Samanyolu izleyicilerine bir belge göstermek istiyorum, 80 yıl önce Zaman Gazetesi ve Cumhuriyet Gazetesi beraber kapatılmış. Hani tek parti yönetimlerine veryansın ediyoruz meydanlarda. Bu Velid Ebuzziya bu da Yunus Nadi. Cumhuriyet ve Zaman o günde bir birine zıt dünya görüşleri olan en azından birbirine çok uymayan görüşleri olan insanlar. Ama iki gazetenin o gün devlet neden aleyhimize yayın yapıyorsunuz diye geçici kapatma veriyor. Şimdi siz seçim meydanlarında tek parti yönetimi tek parti yönetimi diye bir şey söyleyeceksiniz. Ki o günkü tek parti yönetimleri dünya demokrasilerinde bir paralelliği olan bir şey. O günkü devlet öyle bir demokrasiyi anlıyor. Güçlü liderler, ulus devlet anlayışları, güçlü partiler, şimdi öyle bir şey olamaz ki aradan 80 yıl geçmiş. Katılımcı bir demokrasiden bahsediyoruz, çoğulcu bir demokrasiden bahsediyoruz. bireylerin haklarının güvencede olduğu bir demokrasiden bahsediyoruz, medyanın haklarının güvencede olduğu bir demokrasiden bahsediyoruz. Devletin eski yıllarda olduğu gibi kağıdı kapattım, anahtarı vurdum, şalteri indirdim. Bunların hepsi diktatörlüğün çağrıştırıldığı. Ama dünya rejimlerinin de biraz bu paralelde olduğu dönemler için söylenebilir.

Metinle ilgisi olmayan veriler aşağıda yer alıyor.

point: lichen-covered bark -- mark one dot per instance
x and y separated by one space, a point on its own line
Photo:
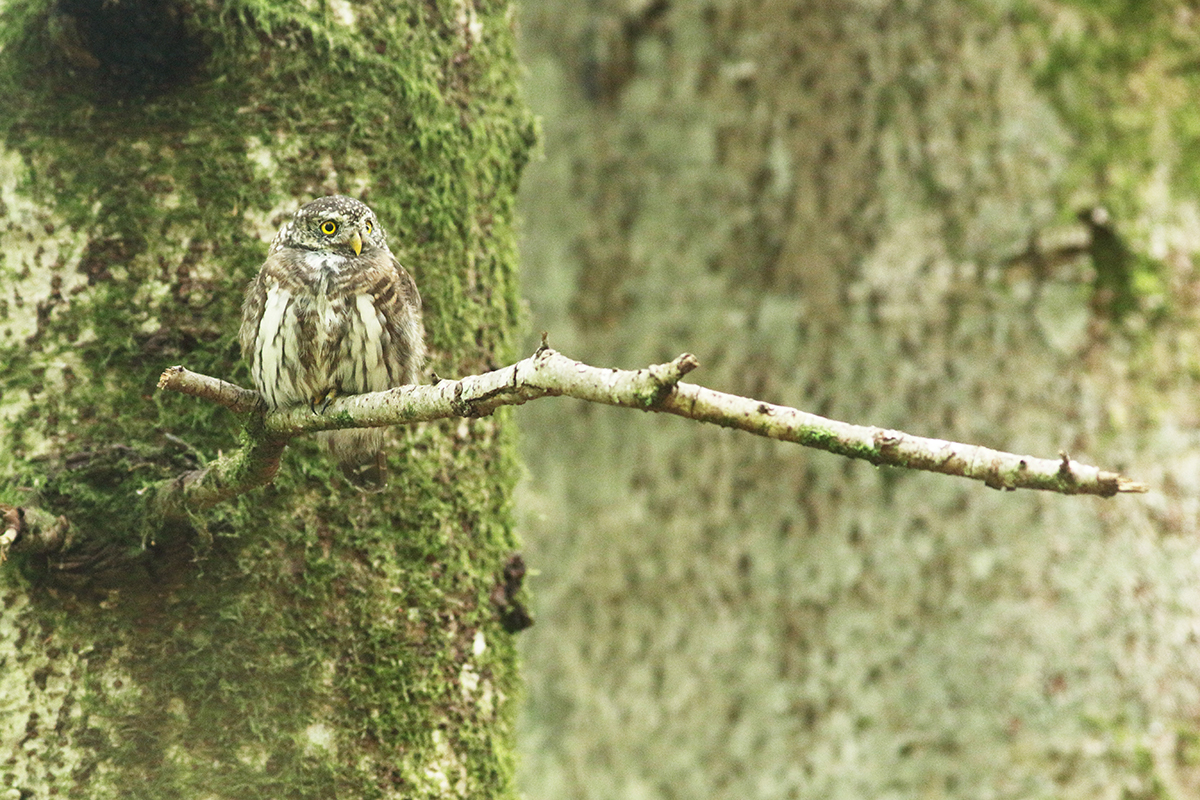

"AK PARTİ'NİN 12 YILLIK FELSEFESİ İÇERİDEN HANÇERLENİYOR"
Şimdi kalkacaksınız tüzel kişiliklere, 200 küsur insana, bunların içinde Nazlı Ilıcak, Ahmet Altan, Yasemin Congar, Can Dündar, Ekrem Dumanlı bu nedir kardeşim. Burada çok endişe duyduğum bir şey var. Sanki AK Parti'nin 12 yıl boyunca felsefesi resmen içeriden hançerleniyor ve AK Parti'ye gönül vermiş insanların da izah edemeyeceği bir pozisyon ortaya çıkarılıyor. Ve Ak Parti içten içe tasfiye ediliyor. Bu tasfiyede kim rol oynuyor. Saray'ın bunda rolü nedir, meydanda bir sürü soytarı var o soytarıların rolü nedir bilemiyorum. Ama o soytarılar aylardır oraya el konulacak, buraya el konulacak diye konuşuyor.
"HZ. MUHAMMED (A.S) 'ACEMLERİN BÜYÜKLERİNE AYAĞA KALKTIĞI GİBİ KALKMAYIN' DİYE BUYURUYOR"

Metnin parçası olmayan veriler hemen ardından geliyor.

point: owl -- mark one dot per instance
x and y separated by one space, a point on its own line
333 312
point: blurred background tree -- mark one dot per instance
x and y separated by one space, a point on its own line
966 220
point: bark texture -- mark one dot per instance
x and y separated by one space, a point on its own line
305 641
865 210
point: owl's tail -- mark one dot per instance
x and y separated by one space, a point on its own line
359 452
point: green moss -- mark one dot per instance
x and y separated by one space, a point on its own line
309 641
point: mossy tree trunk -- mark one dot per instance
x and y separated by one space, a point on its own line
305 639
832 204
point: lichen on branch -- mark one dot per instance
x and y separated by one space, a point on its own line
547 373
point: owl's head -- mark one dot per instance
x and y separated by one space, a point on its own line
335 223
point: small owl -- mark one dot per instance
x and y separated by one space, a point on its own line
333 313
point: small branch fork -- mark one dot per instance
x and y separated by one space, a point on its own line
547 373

Üç gün önce gazeteciliğin "G"sini bilmeyen, bugün de bilmeyen, felsefesini bilmeyen soytarı gidip bir sirkte çalışacağına kapağı bir gazeteye atmış, bir yandan bir insana tapındıkça tapınıyor, kutsadıkça kutsuyor, ki bunun ne insani yanı var ne İslami yanı var. Bunun İslami yanı olmadığını söylemeye gerek bile görmüyorum. Ki Hz. Muhammed (a.s.) kendine ayağa kalkanlara 'Acemlerin büyüklerine ayağa kalktığı gibi ayağa kalmayın' diye buyuruyor. İslami değildir böyle şeyler. Bu insanların enelerini egolarını şişirdikçe şişiriyorsun yazık değil mi, günah değil mi? Hem sana yazık, hem o insana da yazık, hem ülkeye de yazık. Niye gerçekleri konuşmuyorsunuz, gazetecilik budur, korkakların mesleği değildir gazetecilik.

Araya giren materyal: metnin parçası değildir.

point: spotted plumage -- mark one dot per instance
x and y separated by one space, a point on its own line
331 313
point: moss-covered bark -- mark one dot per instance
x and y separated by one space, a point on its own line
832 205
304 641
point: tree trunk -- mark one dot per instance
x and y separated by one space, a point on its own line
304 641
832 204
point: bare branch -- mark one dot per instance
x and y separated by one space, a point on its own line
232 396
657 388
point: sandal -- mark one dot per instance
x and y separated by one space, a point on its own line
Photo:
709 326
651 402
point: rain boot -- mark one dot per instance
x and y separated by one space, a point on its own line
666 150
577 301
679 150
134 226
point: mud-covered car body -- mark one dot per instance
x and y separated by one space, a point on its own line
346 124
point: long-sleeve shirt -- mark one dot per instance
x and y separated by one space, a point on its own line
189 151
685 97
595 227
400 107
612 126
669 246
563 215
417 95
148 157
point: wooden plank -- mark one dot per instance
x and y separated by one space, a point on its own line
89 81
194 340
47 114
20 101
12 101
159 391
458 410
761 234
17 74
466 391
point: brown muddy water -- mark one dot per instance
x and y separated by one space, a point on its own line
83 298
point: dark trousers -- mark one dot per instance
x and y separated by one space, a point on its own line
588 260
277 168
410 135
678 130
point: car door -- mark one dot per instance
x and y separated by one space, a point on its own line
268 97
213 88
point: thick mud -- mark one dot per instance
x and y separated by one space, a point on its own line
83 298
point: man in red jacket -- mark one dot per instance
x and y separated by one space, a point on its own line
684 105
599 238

"PERİNÇEK'E HAYRANLIKLARIYLA BİLİNEN İNSANLAR SORUŞTURMAYI YÖNETMEKLE SORUMLU"
Ama, bu soruşturmayı yönetmekle sorumlu tutulan savcıların isimlerini şimdi internette gördüm. Perinçek'e hayranlıklarıyla bilinen insanlar. O zaman da şöyle düşünüyorum birileri AK Parti'nin içinde birileri tuzak mı kuruyorlar? Bir büyük operasyon, bütün dünya ayağa kalkacak, Türkiye'de zaten demokrasi var mı yok mu bunun tartışması yapılıyor. Hala Hidayet Karaca'nın tutuklanması hukuki ve makul bir izahı yapılamadı. Yok efendim dizi senaryosu bilmem ne, öyle bir şey olur mu?
"MEL GIBSON'I MI TUTUKLAYACAĞIZ?"
Ben yüzlerce örnek veririm Amerika'da Conspiracy Theory filminde Türkiye'de deprem olacağı söyleniyor, Türkiye'de üç ay, beş ay sonra deprem oldu. Ne yapacağız Mel Gibson'ı mı tutuklayacağız, Julia Roberts'i mi tutuklayacağız? Bu saçmalıkların bir an önce Türkiye'nin başından uzaklaşması lazım. Ben bizi seyreden Ak Partili, muhafazakar, milliyetçi muhafazakar, aynı zamanda CHP'li bütün insanlara sesleniyorum elinizi vicdanınıza koyun artık memleketen bir başka yere gidiyor.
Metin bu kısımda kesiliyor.